And just months later, the third in line to the throne was firing a machine gun to repel a Taliban attack in Afghanistan, patrolling on the frontline in war-ravaged Helmand province, and calling in air strikes against enemy positions.
In the austere camp conditions, the Prince could not wash his clothes for a week or shower or a shave for days.
His mornings began with "stand to" before sunrise and he had to be ready to move at a moment's notice in case of a dawn attack. At night he slept in "shell scrapes" - holes in the ground the troops dug themselves.
But the Prince was in his element - mucking together with his comrades to fight "Terry Taliban and his mates", as he called them.
Prince Harry served as a battlefield air controller, at the heart of vital communications, and spoke for hours on the radio every day to pilots.
He was known to them simply by his call sign, "Widow Six Seven". To his Army colleagues he was known simply as Harry Wales. It was this relative anonymity in a distant war zone he enjoyed most.
On arrival in Afghanistan in mid-December, the Prince was flown straight to Forward Operation Base Dwyer - "Fob Dwyer" - a dusty and isolated desert outpost about 10 kilometres from the front line.
It was a baptism of ice, rather than fire.
Temperatures at night plunged way below zero, there was no heating in sleeping areas, almost no running water and little shelter.
During the heat of battle it was the Prince who would call in and give final clearance for air strikes on Taliban targets.
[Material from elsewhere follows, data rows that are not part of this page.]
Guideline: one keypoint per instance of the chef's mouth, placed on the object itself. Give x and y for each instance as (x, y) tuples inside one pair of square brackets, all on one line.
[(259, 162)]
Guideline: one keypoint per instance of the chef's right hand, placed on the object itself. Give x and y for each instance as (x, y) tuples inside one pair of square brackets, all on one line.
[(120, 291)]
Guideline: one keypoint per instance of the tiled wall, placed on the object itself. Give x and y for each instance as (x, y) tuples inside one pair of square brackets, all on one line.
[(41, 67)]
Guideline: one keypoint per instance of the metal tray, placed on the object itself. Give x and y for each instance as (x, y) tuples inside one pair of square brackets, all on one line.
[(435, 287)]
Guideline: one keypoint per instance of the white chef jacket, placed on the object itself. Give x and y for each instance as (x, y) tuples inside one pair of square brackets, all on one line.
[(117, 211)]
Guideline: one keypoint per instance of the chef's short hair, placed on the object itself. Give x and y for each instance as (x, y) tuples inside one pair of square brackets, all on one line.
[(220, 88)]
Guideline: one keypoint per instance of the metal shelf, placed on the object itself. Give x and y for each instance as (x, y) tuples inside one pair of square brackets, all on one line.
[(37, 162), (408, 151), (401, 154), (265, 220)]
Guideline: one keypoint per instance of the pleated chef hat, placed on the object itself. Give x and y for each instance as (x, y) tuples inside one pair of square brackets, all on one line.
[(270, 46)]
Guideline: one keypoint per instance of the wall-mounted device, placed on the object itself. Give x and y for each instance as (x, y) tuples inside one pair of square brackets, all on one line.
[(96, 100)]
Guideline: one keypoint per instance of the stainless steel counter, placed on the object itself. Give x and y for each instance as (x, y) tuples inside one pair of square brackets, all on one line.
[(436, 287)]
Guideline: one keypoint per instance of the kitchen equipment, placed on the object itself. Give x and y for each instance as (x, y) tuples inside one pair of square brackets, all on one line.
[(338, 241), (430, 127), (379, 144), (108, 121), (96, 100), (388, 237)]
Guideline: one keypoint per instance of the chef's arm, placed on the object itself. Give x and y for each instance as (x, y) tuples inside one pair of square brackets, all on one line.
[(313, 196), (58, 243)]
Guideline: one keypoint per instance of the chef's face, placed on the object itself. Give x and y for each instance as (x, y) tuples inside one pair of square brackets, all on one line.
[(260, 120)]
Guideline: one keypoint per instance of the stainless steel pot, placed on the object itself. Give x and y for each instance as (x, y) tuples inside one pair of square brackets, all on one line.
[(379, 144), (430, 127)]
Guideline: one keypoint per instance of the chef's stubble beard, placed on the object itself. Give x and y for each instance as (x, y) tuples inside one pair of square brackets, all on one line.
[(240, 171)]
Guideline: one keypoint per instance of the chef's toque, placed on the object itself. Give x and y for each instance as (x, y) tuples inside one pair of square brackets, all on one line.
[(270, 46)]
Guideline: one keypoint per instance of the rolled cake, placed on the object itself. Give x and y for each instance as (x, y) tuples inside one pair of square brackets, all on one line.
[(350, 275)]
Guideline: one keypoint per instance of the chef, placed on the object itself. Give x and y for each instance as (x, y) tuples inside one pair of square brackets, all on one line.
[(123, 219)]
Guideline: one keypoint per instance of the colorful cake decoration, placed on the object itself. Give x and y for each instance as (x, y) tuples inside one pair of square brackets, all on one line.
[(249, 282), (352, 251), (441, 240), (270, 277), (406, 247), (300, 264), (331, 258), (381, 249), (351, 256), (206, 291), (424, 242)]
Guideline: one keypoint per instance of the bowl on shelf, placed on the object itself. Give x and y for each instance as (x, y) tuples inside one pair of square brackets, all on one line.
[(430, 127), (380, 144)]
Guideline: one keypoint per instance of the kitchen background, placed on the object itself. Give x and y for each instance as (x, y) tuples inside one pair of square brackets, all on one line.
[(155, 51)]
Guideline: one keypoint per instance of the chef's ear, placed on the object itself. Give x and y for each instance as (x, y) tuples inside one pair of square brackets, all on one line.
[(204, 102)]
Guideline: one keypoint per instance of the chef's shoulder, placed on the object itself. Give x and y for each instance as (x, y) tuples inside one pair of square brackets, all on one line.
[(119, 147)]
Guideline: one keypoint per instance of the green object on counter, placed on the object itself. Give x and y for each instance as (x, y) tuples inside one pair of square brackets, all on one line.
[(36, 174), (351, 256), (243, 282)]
He was responsible for providing cover for troops on the frontline as a Forward Air Controller (FAC) - often referred to by the American term JTAC (Joint Terminal Attack Controller).
Every day he would sit in a small operations room, scrutinising hours of surveillance footage beamed from aircraft flying over enemy positions to a laptop terminal, known as "Taliban TV" or "Kill TV".
He also had the responsibility of preventing friendly fire deaths and setting co-ordinates for bomb drops. Within days of his arrival, the Prince was ordered forward to the town of Garmsir, on the southernmost front line, to serve alongside an attachment of Gurkha troops.
His immediate boss, Major Mark Milford, the officer commanding B Company of the 1st Battalion, the Royal Gurkha Rifles, described it as the "sharp end". He said: "This is the southern border for the coalition troops, this is about as dangerous as it can get."